AI comes down to earth

Editorial Type: Technology Focus Date: 2018-03-01 Views: 1,485 Tags: Document, AI, Print management, Strategy, Workflow, Software, Xerox PDF Version:
Dragana Pavlovic, senior vice president of the Global Development Group for Xerox Corporation, asks what has to change in order for the print industry to use AI to its full potential

If you take an interest in annual industry predictions you'll have noticed artificial intelligence (AI) top nearly every reputable 2018 list. Amidst the sensationalist claims of robots stealing human jobs and societal concerns about AI spinning out of control, PricewaterhouseCoopers (PwC) was on hand to ground the AI conversation firmly in the present. In its 2018 AI Predictions, PwC stated that 2018 is the year that "AI will come down to earth - and get to work."

PwC predicts that in 2018 AI will finally start doing things; yet not necessarily in ways which set the world alight per certain overzealous media headlines. For AI to come down to earth, it needs to function at its most basic level and this boils down to automating processes - something the print industry has talked about for some time. With UK printers under increasing pressure to drive cost savings and remain competitive, is the industry really using AI to its full potential?

HOW CAN AI HELP?
The definition of AI is generally accepted to mean the ability of a machine to imitate intelligent human behaviour. Admittedly, this definition is an umbrella term for a broad spectrum of technology so the industry coined four distinctive categories of AI:

- Reactive machines - The most basic functionality of AI where the machine can only react to current scenarios, with no ability to use experience to inform decisions.
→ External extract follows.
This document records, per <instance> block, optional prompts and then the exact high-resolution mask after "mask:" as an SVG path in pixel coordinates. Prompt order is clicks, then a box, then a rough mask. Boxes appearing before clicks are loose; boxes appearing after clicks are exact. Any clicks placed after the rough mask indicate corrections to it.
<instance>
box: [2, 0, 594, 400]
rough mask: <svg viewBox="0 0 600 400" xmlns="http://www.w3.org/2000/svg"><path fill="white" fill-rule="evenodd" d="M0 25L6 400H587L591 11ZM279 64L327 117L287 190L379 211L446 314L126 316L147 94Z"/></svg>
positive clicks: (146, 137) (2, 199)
- Limited memory - The machine can make observations about its environment to inform a decision i.e. the technology behind self-driving cars.

- Theory of mind - At this point, AI becomes more futuristic. To fall into this category, AI must have the ability to understand thoughts and emotions, and use this to react to the world around it.

- Self-aware AI - The most advanced type of AI and requires the machine to have its own consciousness, something that does not exist - yet.

There may be a lot of hype and speculation around the latter two categories, but in reality it's the AI which falls into the 'reactive machines' and 'limited memory' categories which the print industry should care about. This AI has the potential to open up lucrative new revenue streams for print businesses by improving the effectiveness of the end-to-end printing process, from print job creation through to continuous production and machine service optimisations.

WHERE IS THE BEST PLACE TO START?
In theory, AI can improve any and every aspect of the print process, limited only by the amount of resource (financial, technological, employee) available to make this change. As with the introduction of any new technology into a business, it takes time to truly assess what makes the most sense for your business.

You may choose, for example, to implement AI to automate tasks that were previously bottlenecks in the printing process - increasing the business' daily output. Alternatively, you might decide to offload some of the more routine work to a machine in order to enable your team to focus on more strategic work.

There are multiple examples of this in practice. For example, many printers have transformed their print process by utilising software with smart algorithms that can decipher different document layouts, such as optimising imposition, in order to minimise printed waste. This drives cost savings and is environmentally beneficial too.

Similarly, those in the business of printing direct mail and catalogues are taking advantage of the data they have available to automatically customise the content for the recipient, creating more relevant mailings. This is a small change but one which can give you the edge over the competition.

Your starting point could also be as simple as installing smart software that has the ability to monitor which presses are busy and then route new jobs to available presses on your behalf. Xerox presses such as the iGen 5 employ sensors to constantly monitor themselves and make real-time in-process adjustments for paper alignment and image quality to provide the best possible printing outcome without human intervention.

From a maintenance perspective, today's machines will also connect back to their supplier - allowing machine data to be analysed securely, compared to expected performance and then adjusted or updated remotely. In the future, this data could be used to predict the need for service before the machine fails.

WHAT CAN WE EXPECT IN THE FUTURE?
Whilst creating real revenue in 2018 is arguably much more valuable than speculating over predicted revenue in 2028, the potential for AI to change the print industry even further is not too far away. With the rise of digital content, there is a huge opportunity to leverage online data to offer much more personalised print services in the future, such as creating customised photo-books by determining a user's favourite social media images, or synthesising targeted print catalogues or newsletters based on what pages the shopper is looking at.

But in the spirit of coming down to earth, there is also a very real opportunity in the here and now to take advantage of the available software and kit to bring the benefits of AI to your business. So what are you waiting for? Step back, look at your current processes and see where you could use this revolutionary piece of technology to unlock even greater value.
More info: www.xerox.com

"As with the introduction of any new technology into a business, it takes time to truly assess what makes the most sense for your business. You may choose, for example, to implement AI to automate tasks that were previously bottlenecks in the printing process - increasing the business' daily output. Alternatively, you might decide to offload some of the more routine work to a machine in order to enable your team to focus on more strategic work."